# lurcher people... collar/harness



## MrVelvet (2 September 2011)

as title really! she gets really excited on the lead and has such a tiny delicate neck!! she has a special hound collar but Im wondering if a harness may be better? 

any advice muchly appreciated!


----------



## Foxyfilly (2 September 2011)

I have these,

http://dog-games-shop.co.uk/harnesses-fleece-lined


----------



## MrVelvet (3 September 2011)

Thankyou  I think Il use a harness for now, shes so wriggly Im just scared of hurting her neck!


----------



## EAST KENT (3 September 2011)

They do very nice wide cloth collars for lurchers, it would be very undignified for her to be in a harness and it is`nt necessary at all. Those necks are not nearly as fragile as many think.


----------



## MrVelvet (3 September 2011)

EAST KENT said:



			undignified
		
Click to expand...

you havent seen how she sleeps :O hmm fair point! and OH did mention if she happens to need a coat in winter harness may inhibit this, also he said it might rub.. which is also a fair point as she has very pink skin! I think I'll stick it out with her collar and see how it goes.

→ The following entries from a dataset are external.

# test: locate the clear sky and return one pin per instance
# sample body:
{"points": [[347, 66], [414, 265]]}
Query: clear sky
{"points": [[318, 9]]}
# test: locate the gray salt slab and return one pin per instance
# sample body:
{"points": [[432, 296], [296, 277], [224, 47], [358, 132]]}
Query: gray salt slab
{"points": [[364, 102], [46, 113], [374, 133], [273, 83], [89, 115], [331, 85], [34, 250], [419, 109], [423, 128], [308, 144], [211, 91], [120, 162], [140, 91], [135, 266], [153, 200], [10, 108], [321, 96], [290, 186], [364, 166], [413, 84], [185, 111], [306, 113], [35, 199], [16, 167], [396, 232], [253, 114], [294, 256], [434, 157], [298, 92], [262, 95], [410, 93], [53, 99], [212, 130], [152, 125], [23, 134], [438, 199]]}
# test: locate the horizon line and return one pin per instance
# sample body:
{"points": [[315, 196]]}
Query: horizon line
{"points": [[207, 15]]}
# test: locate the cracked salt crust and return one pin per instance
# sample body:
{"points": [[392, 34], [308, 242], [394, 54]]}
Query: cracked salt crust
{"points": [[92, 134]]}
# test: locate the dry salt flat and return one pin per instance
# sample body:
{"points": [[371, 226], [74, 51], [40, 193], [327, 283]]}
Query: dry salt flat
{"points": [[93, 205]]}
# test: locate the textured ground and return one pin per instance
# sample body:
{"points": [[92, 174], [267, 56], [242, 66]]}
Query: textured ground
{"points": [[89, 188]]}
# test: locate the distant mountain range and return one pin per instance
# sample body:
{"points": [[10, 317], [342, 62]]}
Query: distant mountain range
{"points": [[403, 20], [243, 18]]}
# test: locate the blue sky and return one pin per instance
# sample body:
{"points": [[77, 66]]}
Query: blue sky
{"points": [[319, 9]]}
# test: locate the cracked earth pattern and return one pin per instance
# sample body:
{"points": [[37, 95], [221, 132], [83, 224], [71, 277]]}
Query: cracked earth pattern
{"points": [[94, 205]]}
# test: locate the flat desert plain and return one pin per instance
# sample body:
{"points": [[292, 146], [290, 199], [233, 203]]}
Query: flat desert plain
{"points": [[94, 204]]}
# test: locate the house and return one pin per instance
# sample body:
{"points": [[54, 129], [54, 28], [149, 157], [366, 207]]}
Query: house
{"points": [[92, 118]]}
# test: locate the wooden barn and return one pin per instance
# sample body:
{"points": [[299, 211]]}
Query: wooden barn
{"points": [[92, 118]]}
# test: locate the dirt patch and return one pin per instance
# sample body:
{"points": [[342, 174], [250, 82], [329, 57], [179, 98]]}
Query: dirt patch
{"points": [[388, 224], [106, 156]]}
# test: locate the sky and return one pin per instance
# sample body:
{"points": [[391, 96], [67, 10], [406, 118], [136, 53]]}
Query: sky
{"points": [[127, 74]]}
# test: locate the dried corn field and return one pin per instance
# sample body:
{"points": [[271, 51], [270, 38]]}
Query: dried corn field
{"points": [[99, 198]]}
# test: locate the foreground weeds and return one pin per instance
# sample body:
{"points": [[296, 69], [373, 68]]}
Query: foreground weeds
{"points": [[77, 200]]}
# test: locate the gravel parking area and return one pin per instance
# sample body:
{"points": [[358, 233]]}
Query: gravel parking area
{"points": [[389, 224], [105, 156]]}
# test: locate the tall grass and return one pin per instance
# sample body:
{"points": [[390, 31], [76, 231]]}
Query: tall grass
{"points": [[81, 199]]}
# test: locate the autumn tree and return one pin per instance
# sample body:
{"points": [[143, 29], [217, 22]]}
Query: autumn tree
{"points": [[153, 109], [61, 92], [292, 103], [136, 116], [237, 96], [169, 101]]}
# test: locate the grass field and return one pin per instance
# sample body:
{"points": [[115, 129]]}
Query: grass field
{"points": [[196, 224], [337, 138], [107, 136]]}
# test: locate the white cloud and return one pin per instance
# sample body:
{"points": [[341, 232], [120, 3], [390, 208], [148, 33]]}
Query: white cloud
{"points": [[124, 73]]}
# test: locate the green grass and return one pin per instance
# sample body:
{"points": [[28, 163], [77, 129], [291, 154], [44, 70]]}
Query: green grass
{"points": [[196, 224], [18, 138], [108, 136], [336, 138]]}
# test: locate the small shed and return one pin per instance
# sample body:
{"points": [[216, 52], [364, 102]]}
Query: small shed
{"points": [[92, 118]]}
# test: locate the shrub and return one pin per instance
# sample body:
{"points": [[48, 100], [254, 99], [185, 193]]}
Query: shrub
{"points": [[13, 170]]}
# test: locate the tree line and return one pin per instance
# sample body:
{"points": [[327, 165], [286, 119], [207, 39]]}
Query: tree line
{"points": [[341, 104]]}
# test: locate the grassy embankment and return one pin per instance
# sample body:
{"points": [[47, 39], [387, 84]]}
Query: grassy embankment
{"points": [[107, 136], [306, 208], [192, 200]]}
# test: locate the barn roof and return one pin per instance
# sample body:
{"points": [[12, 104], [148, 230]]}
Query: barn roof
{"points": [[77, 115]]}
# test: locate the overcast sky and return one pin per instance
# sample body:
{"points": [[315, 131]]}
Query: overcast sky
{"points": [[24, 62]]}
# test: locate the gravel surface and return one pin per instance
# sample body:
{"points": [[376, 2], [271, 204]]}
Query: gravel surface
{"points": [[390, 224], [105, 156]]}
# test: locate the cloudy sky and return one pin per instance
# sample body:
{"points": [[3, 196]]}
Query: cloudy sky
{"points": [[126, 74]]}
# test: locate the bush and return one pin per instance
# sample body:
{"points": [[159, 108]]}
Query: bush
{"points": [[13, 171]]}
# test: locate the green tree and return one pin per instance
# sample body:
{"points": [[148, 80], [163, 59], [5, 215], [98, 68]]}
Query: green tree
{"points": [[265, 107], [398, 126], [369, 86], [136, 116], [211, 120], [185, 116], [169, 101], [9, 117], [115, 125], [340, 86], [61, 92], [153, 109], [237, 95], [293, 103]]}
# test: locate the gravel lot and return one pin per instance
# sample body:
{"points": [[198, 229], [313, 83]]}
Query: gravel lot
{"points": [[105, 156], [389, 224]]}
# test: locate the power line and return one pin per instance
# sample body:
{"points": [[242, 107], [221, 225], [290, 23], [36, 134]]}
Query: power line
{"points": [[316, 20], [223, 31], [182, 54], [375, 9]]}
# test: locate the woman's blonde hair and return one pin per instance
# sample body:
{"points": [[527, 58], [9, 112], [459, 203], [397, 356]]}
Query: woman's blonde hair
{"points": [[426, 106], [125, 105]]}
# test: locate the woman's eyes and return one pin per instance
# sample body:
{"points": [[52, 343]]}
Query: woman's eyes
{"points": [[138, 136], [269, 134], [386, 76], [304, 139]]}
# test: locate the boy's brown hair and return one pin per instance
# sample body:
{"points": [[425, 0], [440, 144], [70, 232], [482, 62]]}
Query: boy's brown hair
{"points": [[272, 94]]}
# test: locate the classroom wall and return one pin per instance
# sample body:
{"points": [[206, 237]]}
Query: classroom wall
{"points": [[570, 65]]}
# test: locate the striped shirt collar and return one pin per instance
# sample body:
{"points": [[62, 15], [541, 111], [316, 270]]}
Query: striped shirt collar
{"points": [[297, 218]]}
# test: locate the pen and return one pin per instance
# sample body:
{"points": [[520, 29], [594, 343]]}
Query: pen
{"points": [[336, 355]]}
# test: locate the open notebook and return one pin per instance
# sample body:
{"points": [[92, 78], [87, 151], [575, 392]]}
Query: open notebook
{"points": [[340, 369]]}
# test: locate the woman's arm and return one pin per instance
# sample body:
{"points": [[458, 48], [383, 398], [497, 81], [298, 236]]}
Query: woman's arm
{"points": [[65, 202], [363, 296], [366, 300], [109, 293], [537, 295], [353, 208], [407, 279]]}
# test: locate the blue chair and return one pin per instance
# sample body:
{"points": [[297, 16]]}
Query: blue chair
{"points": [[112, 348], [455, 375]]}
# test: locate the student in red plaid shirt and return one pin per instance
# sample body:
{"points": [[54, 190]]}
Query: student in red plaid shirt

Shes gaining more manners every day


----------



## Oneofthepack (3 September 2011)

I use martingale collars for mine (tap it into Google and you'll get loads of suppliers) They are soft fabric and wide, can be adjusted as she grows and close just tight enough to stop their pin heads escaping but not too tight that they hurt themselves...and they come in pink for girls! They are only for walking though so she'll still need another little collar for her ID disc.


----------



## Foxyfilly (3 September 2011)

EAST KENT said:



			They do very nice wide cloth collars for lurchers, it would be very undignified for her to be in a harness and it is`nt necessary at all. Those necks are not nearly as fragile as many think.
		
Click to expand...


Undignified? There is always one isnt there!


----------



## ChesnutsRoasting (3 September 2011)

EAST KENT said:



			They do very nice wide cloth collars for lurchers, it would be very undignified for her to be in a harness and it is`nt necessary at all. Those necks are not nearly as fragile as many think.
		
Click to expand...

I agree - I hate seeing sighthounds in harnesses, unnecessary as you say. Better to go for a Halti if she is a serious puller. Fishtail collar (you can get a nice padded one if she is a smoothy) when she has learnt some manners


----------



## Foxyfilly (3 September 2011)

My lurcher wears one occasionally when he's on a long line, if he was wearing a collar and took off at speed there is a possibility he could break his neck.

I dont think he would bother about looking undignified, he doesnt care about only having
3 legs either!


----------



## ChesnutsRoasting (3 September 2011)

Foxyfilly, i've never longlined my lurchers as them taking off at the end of a 20 foot line doesn't appeal to my balance or strength, i quite like my arms where they are! I'm also slightly concerned with the dog being  propelled sky high backwards.


----------